Question from Los Angeles, California, USA:

Two months ago, my eight-year-old daughter was diagnosed with type 1 diabetes. We are having anger issues, crying issues and it's affecting her school. If it's not her way, she throws a fit. She was NEVER EVER like this before the insulin intake. Is this a symptom that comes with insulin intake? Is this something normal?

Answer:

It is normal for children (and adults) to feel very stressed when diabetes is first diagnosed. Children can show the stress, worry and anger in many ways. It would be important for your child to be able to talk through her feelings and what is going on. I see that your child is followed by a diabetes specialist and would suggest that you speak with them to get some assistance in helping you know what is normal and some approaches to dealing with the situation. There are support groups, individual counselors, books, camps, and this web site to get assistance, knowledge and support. You didn’t mention behavior issues around the diabetes care (insulin injections, glucose monitoring, food) as that can also be common in the beginning, and other parents could share what worked for them. Sometimes, giving simple choices to the child can be a help for the child to feel that they have some control in their life (make sure the options you give them are acceptable!). Rewards for good behavior are always a winner, too.

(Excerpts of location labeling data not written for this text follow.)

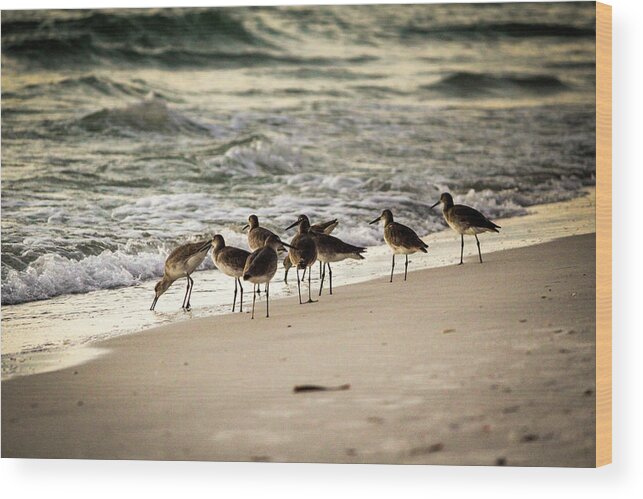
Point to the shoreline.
(508, 379)
(61, 338)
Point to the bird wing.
(406, 235)
(471, 217)
(325, 227)
(250, 260)
(262, 261)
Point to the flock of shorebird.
(311, 243)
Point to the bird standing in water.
(303, 253)
(231, 261)
(465, 220)
(320, 228)
(260, 268)
(181, 263)
(401, 239)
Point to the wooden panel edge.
(603, 234)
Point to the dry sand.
(474, 364)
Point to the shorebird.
(322, 228)
(331, 249)
(401, 239)
(181, 263)
(260, 267)
(465, 220)
(231, 261)
(303, 253)
(257, 236)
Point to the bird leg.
(322, 277)
(310, 298)
(478, 243)
(234, 300)
(298, 285)
(186, 292)
(188, 306)
(461, 249)
(241, 303)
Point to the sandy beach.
(476, 364)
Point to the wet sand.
(475, 364)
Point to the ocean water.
(127, 132)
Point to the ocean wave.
(149, 115)
(466, 84)
(494, 30)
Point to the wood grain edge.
(603, 234)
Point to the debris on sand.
(319, 388)
(427, 449)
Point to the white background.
(624, 478)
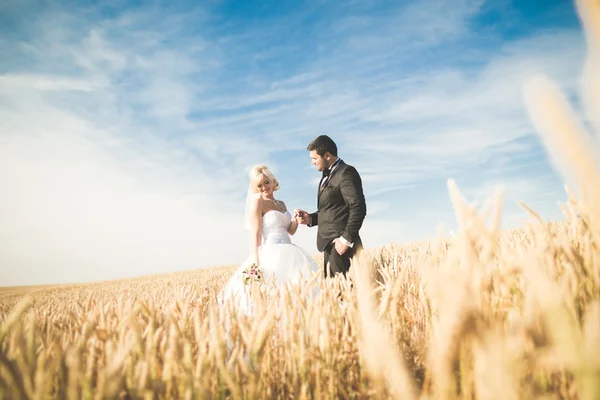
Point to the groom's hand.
(301, 216)
(340, 247)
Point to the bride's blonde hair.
(259, 170)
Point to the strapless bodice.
(275, 225)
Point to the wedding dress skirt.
(281, 261)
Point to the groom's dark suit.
(341, 209)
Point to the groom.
(341, 207)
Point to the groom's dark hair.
(323, 144)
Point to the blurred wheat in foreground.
(490, 314)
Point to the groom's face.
(321, 162)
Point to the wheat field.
(485, 314)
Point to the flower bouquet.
(252, 273)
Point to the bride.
(271, 248)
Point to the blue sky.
(127, 129)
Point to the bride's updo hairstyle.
(255, 175)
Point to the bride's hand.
(301, 216)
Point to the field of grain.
(486, 314)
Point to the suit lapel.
(322, 188)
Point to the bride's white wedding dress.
(280, 260)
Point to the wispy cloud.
(126, 133)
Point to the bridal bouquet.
(252, 273)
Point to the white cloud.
(125, 142)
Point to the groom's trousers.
(334, 263)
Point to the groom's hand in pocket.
(340, 247)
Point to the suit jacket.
(341, 207)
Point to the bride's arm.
(256, 231)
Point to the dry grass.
(488, 314)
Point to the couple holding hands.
(341, 210)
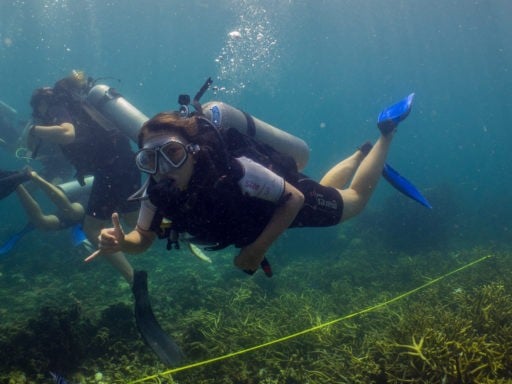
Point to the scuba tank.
(112, 111)
(224, 117)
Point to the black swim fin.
(9, 180)
(154, 336)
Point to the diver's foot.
(390, 117)
(365, 148)
(9, 181)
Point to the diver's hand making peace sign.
(110, 239)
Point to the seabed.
(61, 315)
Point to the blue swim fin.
(9, 244)
(404, 185)
(389, 118)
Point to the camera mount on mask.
(184, 100)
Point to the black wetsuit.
(220, 213)
(105, 155)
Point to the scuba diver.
(221, 199)
(59, 117)
(98, 146)
(69, 204)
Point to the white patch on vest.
(259, 181)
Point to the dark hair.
(170, 122)
(196, 130)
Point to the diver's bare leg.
(365, 180)
(339, 175)
(72, 211)
(34, 212)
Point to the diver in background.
(59, 118)
(68, 213)
(51, 163)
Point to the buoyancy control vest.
(217, 213)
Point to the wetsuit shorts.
(112, 186)
(323, 206)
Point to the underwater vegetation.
(77, 320)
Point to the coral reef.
(456, 331)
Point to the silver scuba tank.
(224, 116)
(112, 111)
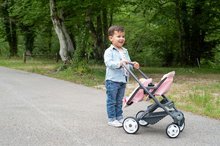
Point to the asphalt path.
(36, 110)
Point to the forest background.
(158, 32)
(162, 35)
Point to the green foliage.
(154, 29)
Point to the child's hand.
(136, 65)
(123, 62)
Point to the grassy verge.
(194, 90)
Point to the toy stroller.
(150, 115)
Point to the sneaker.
(115, 123)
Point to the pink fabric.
(165, 86)
(140, 93)
(163, 89)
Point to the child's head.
(117, 36)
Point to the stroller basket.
(151, 115)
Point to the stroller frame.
(150, 115)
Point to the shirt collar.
(113, 47)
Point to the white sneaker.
(115, 123)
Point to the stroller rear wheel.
(130, 125)
(140, 121)
(173, 130)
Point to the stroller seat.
(158, 89)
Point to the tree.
(9, 26)
(66, 45)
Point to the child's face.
(117, 39)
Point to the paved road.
(40, 111)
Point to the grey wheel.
(173, 130)
(130, 125)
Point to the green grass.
(195, 90)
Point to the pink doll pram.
(158, 109)
(138, 94)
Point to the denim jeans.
(115, 93)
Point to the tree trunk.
(10, 29)
(66, 45)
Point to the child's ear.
(110, 38)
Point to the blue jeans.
(115, 92)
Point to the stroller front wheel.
(182, 127)
(173, 130)
(140, 121)
(130, 125)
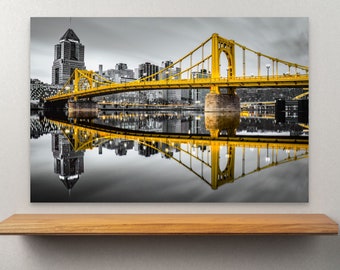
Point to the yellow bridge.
(200, 68)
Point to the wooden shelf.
(169, 224)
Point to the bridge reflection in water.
(218, 157)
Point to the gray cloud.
(135, 40)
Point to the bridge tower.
(215, 101)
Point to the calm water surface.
(143, 156)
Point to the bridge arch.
(220, 47)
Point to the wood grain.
(146, 224)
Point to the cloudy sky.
(134, 41)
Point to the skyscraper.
(68, 55)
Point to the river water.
(168, 156)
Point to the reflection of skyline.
(212, 160)
(68, 163)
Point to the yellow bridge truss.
(200, 68)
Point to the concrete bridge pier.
(217, 102)
(83, 108)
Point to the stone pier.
(222, 103)
(82, 108)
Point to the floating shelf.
(168, 224)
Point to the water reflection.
(208, 146)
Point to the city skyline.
(134, 41)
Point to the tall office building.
(68, 55)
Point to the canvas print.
(169, 109)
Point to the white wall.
(165, 252)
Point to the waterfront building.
(120, 74)
(68, 55)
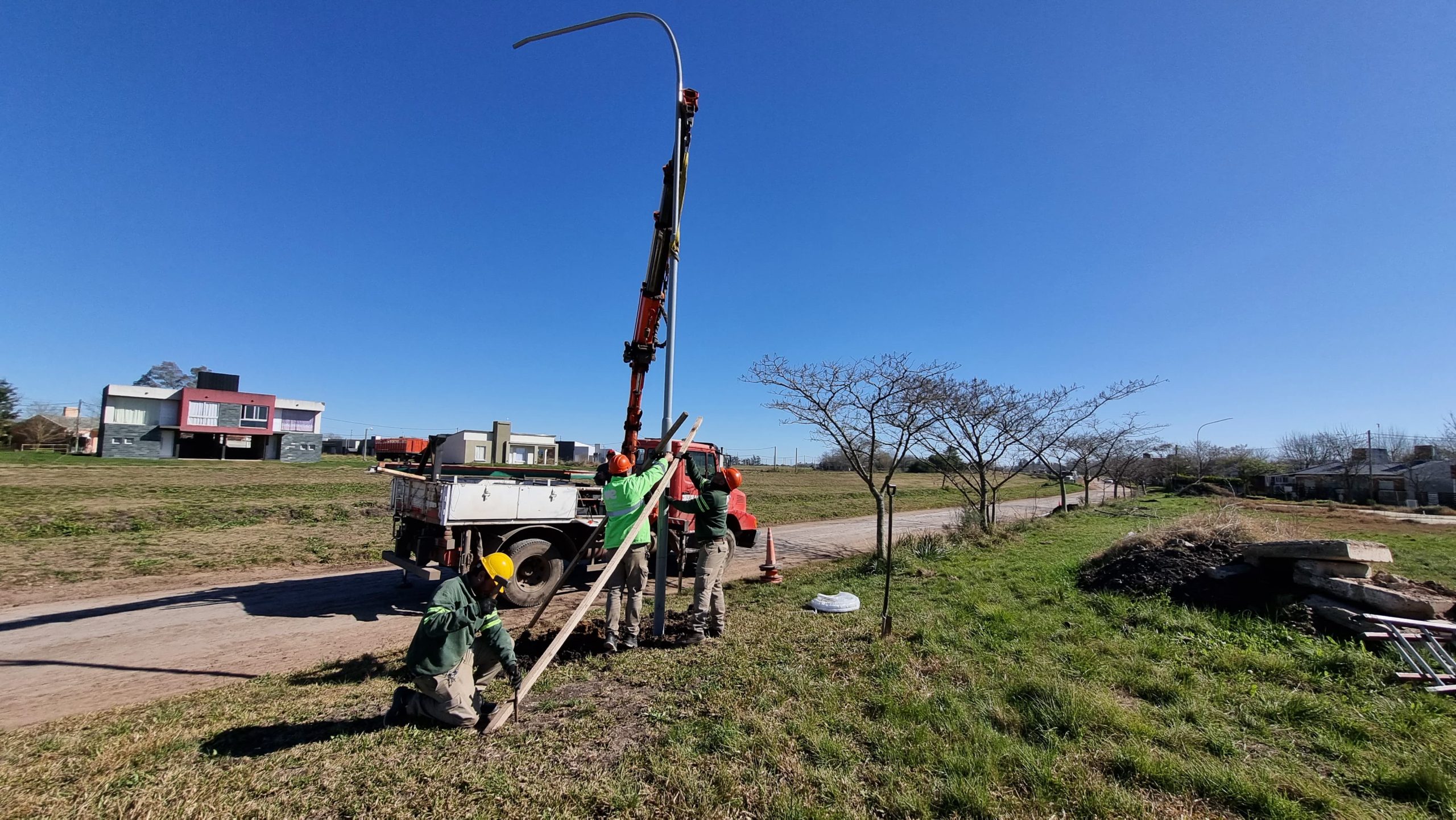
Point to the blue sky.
(386, 209)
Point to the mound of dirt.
(1174, 558)
(1149, 570)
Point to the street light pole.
(890, 542)
(1197, 442)
(663, 532)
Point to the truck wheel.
(537, 571)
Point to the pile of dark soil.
(1176, 560)
(1155, 570)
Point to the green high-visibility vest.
(623, 497)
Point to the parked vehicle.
(539, 516)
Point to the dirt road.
(69, 657)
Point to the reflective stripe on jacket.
(623, 497)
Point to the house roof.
(71, 421)
(1338, 468)
(137, 391)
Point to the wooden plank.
(504, 711)
(1417, 603)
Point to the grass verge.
(76, 517)
(1005, 693)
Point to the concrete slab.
(1404, 603)
(1365, 551)
(1334, 568)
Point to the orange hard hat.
(733, 478)
(619, 465)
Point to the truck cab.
(706, 459)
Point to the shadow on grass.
(258, 740)
(350, 670)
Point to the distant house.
(580, 452)
(210, 421)
(68, 433)
(498, 446)
(1372, 475)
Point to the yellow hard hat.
(498, 566)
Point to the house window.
(296, 421)
(201, 414)
(126, 410)
(254, 415)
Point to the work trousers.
(627, 580)
(708, 584)
(452, 698)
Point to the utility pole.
(890, 541)
(663, 532)
(1371, 464)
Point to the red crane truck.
(544, 517)
(537, 516)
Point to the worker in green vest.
(461, 621)
(623, 497)
(714, 543)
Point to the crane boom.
(641, 349)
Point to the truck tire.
(537, 571)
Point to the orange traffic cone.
(771, 564)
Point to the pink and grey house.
(210, 421)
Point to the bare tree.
(9, 399)
(979, 430)
(1065, 413)
(862, 408)
(168, 375)
(1140, 461)
(976, 426)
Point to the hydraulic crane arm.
(641, 349)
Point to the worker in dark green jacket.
(462, 620)
(623, 497)
(714, 543)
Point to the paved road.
(60, 659)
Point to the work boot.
(396, 708)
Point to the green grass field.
(75, 519)
(1004, 693)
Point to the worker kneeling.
(623, 497)
(714, 543)
(461, 621)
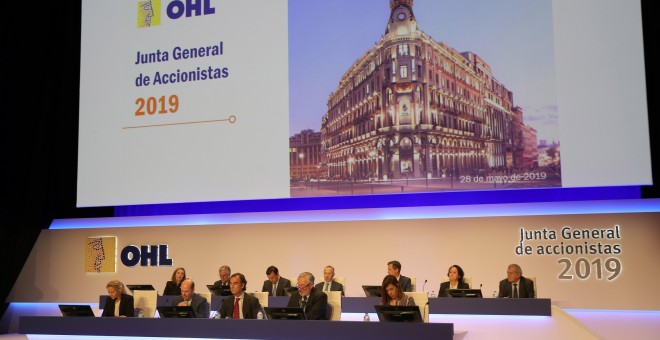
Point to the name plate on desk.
(443, 305)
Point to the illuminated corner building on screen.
(412, 107)
(305, 156)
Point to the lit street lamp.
(301, 156)
(350, 167)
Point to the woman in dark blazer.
(173, 287)
(455, 274)
(119, 303)
(392, 294)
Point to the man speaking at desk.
(515, 285)
(313, 301)
(188, 298)
(239, 305)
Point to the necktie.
(237, 314)
(303, 302)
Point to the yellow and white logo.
(148, 13)
(100, 254)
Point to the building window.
(403, 50)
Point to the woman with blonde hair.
(119, 303)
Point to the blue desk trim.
(233, 329)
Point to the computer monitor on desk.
(219, 290)
(371, 291)
(387, 313)
(468, 293)
(76, 310)
(175, 311)
(140, 287)
(285, 313)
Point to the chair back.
(422, 301)
(466, 279)
(262, 296)
(145, 301)
(536, 288)
(334, 302)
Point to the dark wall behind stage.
(41, 56)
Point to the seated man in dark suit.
(394, 269)
(189, 298)
(247, 306)
(224, 273)
(329, 284)
(313, 301)
(275, 285)
(515, 285)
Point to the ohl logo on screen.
(100, 254)
(149, 11)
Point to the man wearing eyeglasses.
(515, 285)
(275, 285)
(313, 301)
(240, 305)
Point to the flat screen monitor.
(285, 313)
(140, 287)
(398, 313)
(473, 293)
(76, 310)
(290, 290)
(219, 290)
(371, 291)
(175, 311)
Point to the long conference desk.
(484, 306)
(285, 329)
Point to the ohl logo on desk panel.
(101, 254)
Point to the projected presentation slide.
(208, 100)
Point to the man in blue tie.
(313, 301)
(328, 283)
(515, 285)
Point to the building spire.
(402, 19)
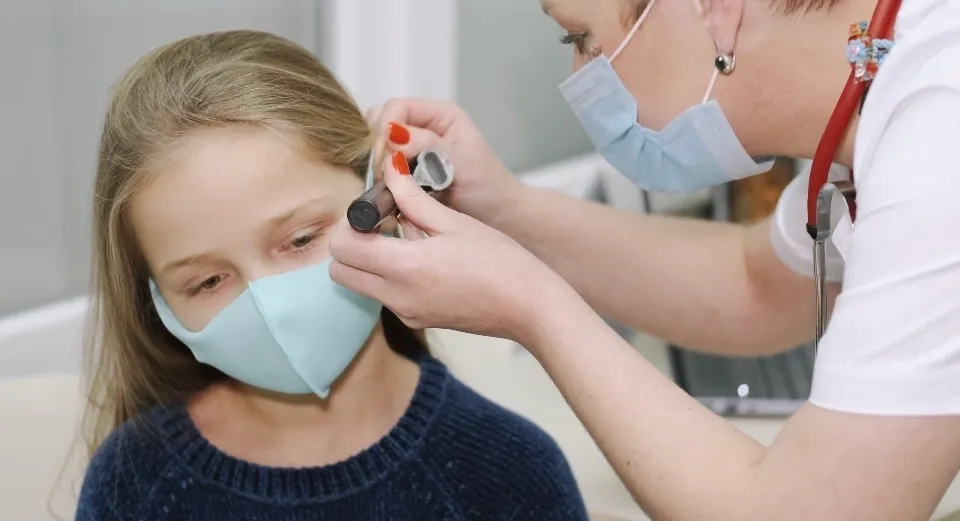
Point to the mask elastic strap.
(370, 175)
(713, 80)
(636, 26)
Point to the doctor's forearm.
(679, 461)
(683, 463)
(686, 281)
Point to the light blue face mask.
(698, 149)
(293, 333)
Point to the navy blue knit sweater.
(452, 456)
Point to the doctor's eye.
(578, 41)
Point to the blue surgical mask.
(698, 149)
(292, 333)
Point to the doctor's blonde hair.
(235, 78)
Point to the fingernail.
(400, 163)
(398, 134)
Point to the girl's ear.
(722, 19)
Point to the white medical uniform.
(892, 346)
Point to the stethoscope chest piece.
(825, 196)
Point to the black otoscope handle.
(370, 209)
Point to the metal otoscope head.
(430, 169)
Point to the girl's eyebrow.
(186, 261)
(311, 205)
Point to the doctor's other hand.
(481, 182)
(459, 274)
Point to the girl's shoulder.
(125, 467)
(480, 445)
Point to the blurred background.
(500, 59)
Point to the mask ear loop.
(636, 26)
(713, 81)
(370, 177)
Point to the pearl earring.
(725, 62)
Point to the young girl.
(232, 380)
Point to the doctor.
(680, 95)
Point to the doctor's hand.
(481, 182)
(457, 274)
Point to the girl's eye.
(209, 284)
(304, 242)
(579, 41)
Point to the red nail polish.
(400, 163)
(398, 134)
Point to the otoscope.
(430, 169)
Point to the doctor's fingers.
(435, 115)
(364, 283)
(416, 205)
(369, 252)
(411, 140)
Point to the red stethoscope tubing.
(881, 26)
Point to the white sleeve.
(892, 346)
(788, 234)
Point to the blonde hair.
(243, 78)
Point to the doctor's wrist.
(555, 308)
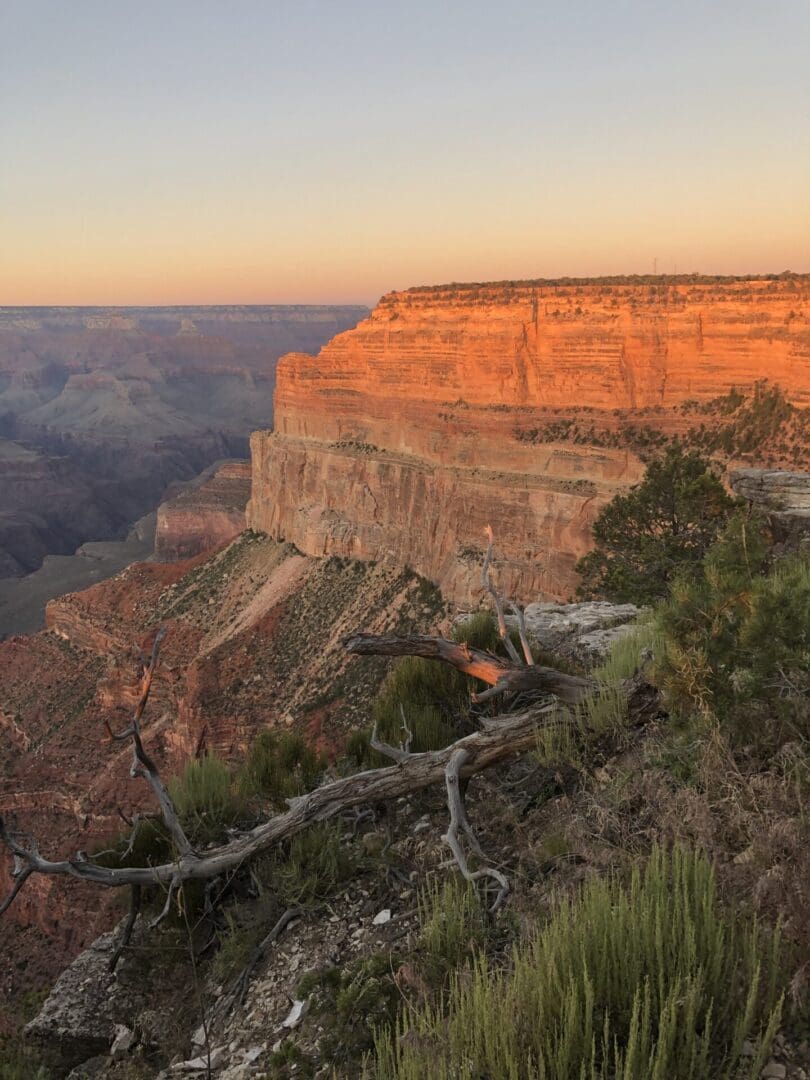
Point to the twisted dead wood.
(502, 675)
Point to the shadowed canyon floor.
(253, 640)
(102, 408)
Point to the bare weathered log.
(460, 825)
(515, 733)
(501, 674)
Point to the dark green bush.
(279, 766)
(737, 639)
(205, 798)
(663, 526)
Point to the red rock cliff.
(451, 407)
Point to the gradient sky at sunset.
(194, 151)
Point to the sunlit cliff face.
(451, 408)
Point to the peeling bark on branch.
(517, 732)
(501, 674)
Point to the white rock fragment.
(122, 1041)
(773, 1071)
(201, 1064)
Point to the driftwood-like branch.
(515, 732)
(501, 674)
(460, 824)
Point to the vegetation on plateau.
(657, 927)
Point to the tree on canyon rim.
(661, 527)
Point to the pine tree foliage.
(645, 538)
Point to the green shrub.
(149, 846)
(665, 524)
(279, 766)
(454, 925)
(353, 1003)
(737, 640)
(645, 981)
(605, 711)
(311, 867)
(205, 799)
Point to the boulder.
(580, 632)
(784, 496)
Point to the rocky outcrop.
(102, 410)
(783, 496)
(580, 632)
(85, 1007)
(254, 639)
(522, 406)
(204, 515)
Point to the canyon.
(102, 409)
(525, 406)
(522, 405)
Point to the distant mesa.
(527, 405)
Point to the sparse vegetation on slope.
(644, 981)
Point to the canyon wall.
(516, 405)
(102, 408)
(204, 515)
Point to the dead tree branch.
(515, 733)
(501, 674)
(460, 824)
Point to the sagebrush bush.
(737, 640)
(644, 981)
(205, 798)
(454, 923)
(310, 867)
(605, 711)
(278, 767)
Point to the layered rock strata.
(204, 515)
(451, 408)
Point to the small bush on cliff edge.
(432, 698)
(663, 525)
(737, 640)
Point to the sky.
(275, 151)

If the problem is only at school, I would talk to the staff at school to get a better understanding of what is going on. Do you know if there are any problem with other children, staff or school routine due to her new diabetes or some other issue? Some parents have gone into class to read or explain to the other children about diabetes (or provide materials for the teacher). Some children like to do a show and tell, while others prefer to be more private. Is there something at school that particularly upsets her?

You specifically asked about insulin intake affecting behavior. Insulin itself won’t be the problem, however, if the balance of insulin/food/activity, etc. is off there can be symptoms you describe. Given that your child is recently diagnosed, I would make sure that her insulin dose is not too high. Sometimes in the first weeks/months, the insulin dose needs to be lowered temporarily due to the “honeymoon period” and irritable behavior can be a sign of this problem if the insulin dose is too high. Is your child hypoglycemic or is her glucose dropping rapidly during any of these times, as this can contribute to behavior you describe? Are there particular times that this happens, such as after gym or recess or just before lunch, when low glucose/too much insulin in the body may be the problem? Once you rule out the insulin dosing/hypoglycemia, you can focus more on the social and psychological issues at school.

Best wishes and do know that things will get easier for everyone. It is good that you are addressing potential issues right away.